Goodall, 91, died peacefully in her sleep on October 1, the night before giving one of her famous environmental lectures in California. She left a long legacy of hope along with significant research in animal behaviour and ecological awareness. Her message never wavered: humans and animals share this planet. We all need to step up and do our duty to protect and preserve this space.
In all the accolades that have been heaped on Jane Goodall in life and death, one point always said in passing stands out for me, and that is she had been chosen to study chimpanzees without having any expertise in primatology, the branch of anthropology she would define and bring to worldwide attention.
The late archaeologist Louis Leakey saw qualities in Goodall, whom he had hired as a secretary, and chose her to be the first person to observe chimpanzees in the wild. He wanted someone untainted by academic bias.
Because of Leakey and Goodall, I grew up feeling I could have any job I wanted, and I grabbed them confidently even though I was unqualified. My degree in anthropology created the foundation for my life and opened doors I had no business entering.
I worked as a technical writer in Boeing Commercial Airplane Company without being trained for that profession; became a journalist with no background in journalism; taught English and history in the International School of Port of Spain and in prisons without degrees in those subjects, and became a writer who has done reasonably well relying primarily on the observation skills honed on that dairy farm.
I lived in an era when brave leaders chose people for jobs because they saw something in us. That vague yet promising notion that curiosity and desire could outweigh academic skills gave some of us opportunities to surprise ourselves and others in unanticipated occupations.

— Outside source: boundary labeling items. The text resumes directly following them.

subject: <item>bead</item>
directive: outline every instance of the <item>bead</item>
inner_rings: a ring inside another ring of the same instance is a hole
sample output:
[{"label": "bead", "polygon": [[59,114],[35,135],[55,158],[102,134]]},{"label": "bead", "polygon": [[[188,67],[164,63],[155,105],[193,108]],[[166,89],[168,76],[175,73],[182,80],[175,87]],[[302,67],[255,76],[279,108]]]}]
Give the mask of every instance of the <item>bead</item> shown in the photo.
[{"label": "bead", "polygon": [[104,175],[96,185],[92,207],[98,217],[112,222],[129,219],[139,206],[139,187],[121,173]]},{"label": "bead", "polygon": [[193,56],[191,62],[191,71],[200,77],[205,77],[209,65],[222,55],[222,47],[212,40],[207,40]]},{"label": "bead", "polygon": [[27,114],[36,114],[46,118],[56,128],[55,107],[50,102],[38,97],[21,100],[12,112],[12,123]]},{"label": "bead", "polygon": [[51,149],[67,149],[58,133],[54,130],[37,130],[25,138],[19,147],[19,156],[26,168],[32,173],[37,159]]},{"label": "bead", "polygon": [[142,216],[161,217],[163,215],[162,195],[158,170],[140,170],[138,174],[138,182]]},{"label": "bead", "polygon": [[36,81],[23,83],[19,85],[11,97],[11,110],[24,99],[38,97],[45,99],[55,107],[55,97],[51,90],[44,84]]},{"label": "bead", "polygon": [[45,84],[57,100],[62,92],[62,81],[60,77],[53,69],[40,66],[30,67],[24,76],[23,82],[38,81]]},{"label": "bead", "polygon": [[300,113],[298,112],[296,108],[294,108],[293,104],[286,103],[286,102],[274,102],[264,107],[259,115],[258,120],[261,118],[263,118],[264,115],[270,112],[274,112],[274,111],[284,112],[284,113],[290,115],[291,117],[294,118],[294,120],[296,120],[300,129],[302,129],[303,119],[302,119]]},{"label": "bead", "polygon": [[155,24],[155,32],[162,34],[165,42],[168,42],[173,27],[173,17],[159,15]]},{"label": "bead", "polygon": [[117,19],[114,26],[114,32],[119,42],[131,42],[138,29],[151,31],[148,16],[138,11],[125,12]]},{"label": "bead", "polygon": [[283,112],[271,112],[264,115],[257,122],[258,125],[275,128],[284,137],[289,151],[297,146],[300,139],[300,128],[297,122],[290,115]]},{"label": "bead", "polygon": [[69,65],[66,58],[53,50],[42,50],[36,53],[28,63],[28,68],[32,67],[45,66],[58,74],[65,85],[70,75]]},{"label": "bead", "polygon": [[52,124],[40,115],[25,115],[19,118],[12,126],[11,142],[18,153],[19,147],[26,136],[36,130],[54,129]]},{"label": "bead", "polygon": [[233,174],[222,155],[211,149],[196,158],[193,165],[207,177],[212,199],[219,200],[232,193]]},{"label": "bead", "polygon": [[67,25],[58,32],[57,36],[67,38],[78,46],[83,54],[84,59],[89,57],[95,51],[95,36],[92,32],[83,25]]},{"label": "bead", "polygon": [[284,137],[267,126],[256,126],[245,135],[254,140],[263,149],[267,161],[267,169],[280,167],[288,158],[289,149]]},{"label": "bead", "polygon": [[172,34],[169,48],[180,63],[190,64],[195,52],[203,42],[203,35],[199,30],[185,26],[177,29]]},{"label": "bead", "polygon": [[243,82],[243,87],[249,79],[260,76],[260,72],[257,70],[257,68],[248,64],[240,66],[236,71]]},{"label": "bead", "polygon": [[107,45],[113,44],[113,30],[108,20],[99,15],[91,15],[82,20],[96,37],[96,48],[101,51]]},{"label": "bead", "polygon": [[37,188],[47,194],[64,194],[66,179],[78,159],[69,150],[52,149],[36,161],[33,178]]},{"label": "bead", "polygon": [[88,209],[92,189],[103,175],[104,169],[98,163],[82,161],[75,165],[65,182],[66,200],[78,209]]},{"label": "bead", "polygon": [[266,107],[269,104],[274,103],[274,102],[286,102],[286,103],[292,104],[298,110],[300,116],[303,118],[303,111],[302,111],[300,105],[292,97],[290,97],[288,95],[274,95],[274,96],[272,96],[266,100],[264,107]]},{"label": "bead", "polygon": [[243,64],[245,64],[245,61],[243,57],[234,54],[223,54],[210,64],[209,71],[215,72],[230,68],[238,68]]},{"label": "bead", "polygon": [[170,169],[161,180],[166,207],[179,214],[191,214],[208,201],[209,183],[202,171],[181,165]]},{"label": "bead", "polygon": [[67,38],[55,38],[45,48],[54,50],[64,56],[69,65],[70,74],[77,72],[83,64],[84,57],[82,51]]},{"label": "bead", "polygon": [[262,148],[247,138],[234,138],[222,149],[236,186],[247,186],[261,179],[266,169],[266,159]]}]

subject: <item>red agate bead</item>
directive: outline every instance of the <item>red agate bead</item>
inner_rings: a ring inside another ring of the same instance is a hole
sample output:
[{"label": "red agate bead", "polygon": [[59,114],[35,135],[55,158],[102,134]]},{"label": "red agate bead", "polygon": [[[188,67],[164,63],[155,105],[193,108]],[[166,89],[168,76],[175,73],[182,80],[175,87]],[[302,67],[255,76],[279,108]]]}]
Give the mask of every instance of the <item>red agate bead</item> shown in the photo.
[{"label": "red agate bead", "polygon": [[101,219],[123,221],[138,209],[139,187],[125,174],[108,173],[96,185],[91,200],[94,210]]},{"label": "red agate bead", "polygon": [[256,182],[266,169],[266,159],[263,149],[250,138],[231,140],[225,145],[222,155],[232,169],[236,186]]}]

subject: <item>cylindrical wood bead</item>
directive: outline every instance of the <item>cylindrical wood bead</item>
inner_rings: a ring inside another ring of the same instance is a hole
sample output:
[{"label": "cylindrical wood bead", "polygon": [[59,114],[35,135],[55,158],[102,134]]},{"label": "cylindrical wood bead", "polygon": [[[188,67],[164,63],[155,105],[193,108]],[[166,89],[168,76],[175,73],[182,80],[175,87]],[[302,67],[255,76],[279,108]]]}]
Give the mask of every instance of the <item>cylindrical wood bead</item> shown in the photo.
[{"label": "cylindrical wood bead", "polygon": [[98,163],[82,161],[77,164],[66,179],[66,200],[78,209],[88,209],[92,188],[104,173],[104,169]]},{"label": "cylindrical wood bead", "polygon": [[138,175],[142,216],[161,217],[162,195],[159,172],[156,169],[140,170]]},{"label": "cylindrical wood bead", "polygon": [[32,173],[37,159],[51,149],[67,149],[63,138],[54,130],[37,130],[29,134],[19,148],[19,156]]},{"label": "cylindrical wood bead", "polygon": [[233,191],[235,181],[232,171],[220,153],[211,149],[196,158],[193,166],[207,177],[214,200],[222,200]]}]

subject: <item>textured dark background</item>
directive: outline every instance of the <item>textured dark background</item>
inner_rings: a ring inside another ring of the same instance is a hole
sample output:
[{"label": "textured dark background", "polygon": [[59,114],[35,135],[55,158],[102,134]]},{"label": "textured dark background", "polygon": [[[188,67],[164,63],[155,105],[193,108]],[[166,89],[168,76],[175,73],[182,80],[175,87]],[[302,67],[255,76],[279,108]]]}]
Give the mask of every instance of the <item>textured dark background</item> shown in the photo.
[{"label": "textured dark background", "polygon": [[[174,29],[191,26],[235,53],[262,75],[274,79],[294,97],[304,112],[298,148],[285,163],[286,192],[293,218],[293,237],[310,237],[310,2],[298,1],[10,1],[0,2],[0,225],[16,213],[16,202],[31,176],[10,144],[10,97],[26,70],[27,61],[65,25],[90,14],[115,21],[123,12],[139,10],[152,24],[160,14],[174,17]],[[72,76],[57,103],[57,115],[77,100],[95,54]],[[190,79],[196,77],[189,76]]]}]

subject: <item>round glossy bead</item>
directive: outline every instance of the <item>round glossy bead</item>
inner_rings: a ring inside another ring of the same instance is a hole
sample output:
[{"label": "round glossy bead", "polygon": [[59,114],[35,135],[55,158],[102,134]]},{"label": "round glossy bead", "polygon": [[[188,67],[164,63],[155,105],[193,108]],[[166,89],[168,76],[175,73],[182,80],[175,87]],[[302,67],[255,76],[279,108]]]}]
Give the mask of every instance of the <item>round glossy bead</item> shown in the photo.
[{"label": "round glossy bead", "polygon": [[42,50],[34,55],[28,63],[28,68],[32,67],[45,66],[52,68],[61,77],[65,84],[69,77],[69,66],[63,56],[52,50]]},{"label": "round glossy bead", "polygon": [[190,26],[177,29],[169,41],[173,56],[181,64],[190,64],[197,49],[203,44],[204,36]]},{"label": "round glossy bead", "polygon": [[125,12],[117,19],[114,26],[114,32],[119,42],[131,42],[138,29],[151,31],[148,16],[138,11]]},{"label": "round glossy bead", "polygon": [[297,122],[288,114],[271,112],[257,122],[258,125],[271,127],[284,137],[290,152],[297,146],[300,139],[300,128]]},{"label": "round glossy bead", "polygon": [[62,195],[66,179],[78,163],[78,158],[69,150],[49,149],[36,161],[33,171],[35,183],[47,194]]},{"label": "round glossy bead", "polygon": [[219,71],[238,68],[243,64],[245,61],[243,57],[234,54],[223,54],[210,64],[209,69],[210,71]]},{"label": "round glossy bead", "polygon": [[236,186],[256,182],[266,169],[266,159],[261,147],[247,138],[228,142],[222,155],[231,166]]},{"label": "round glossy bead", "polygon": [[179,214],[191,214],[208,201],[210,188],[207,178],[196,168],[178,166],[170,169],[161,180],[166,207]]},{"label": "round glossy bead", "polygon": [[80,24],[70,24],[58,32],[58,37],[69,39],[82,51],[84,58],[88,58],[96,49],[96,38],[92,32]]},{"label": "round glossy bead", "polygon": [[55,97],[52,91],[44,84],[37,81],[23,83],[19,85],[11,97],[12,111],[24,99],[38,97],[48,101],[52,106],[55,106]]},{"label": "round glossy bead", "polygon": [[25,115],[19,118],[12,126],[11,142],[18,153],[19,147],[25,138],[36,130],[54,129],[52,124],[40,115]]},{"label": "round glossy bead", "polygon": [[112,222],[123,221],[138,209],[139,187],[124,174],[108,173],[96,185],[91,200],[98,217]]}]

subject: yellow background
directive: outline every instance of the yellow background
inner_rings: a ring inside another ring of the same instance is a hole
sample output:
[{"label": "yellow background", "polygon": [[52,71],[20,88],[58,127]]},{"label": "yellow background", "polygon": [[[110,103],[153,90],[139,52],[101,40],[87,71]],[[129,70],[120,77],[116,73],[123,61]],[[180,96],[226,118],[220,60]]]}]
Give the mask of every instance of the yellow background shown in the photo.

These times are defined more by a lack of trust, so taking chances on people who come to the table with nothing more than heart, ambition and a willingness to learn is out of the picture.
We value systems and programmes more than people now. School is about the curriculum more than about teachers' own creative flair. In the past, schools were one of the best places to find role models. Meanwhile, profit-driven businesses take less creative chances on unknown people who want to learn and succeed.
It’s easy to say we live in a more complex world than the one that gave me my role model 60 years ago. But that’s not true. The problem lies in our penchant for devaluing people, as we do with everything else in this world – honesty, diligence, trust, and risk-taking. We’ve lost many of the ideals that we once looked for in our role models.
Still, young people need role models more than ever. The world lacks positive guidance. Where in the world can we ever find another Jane Goodall?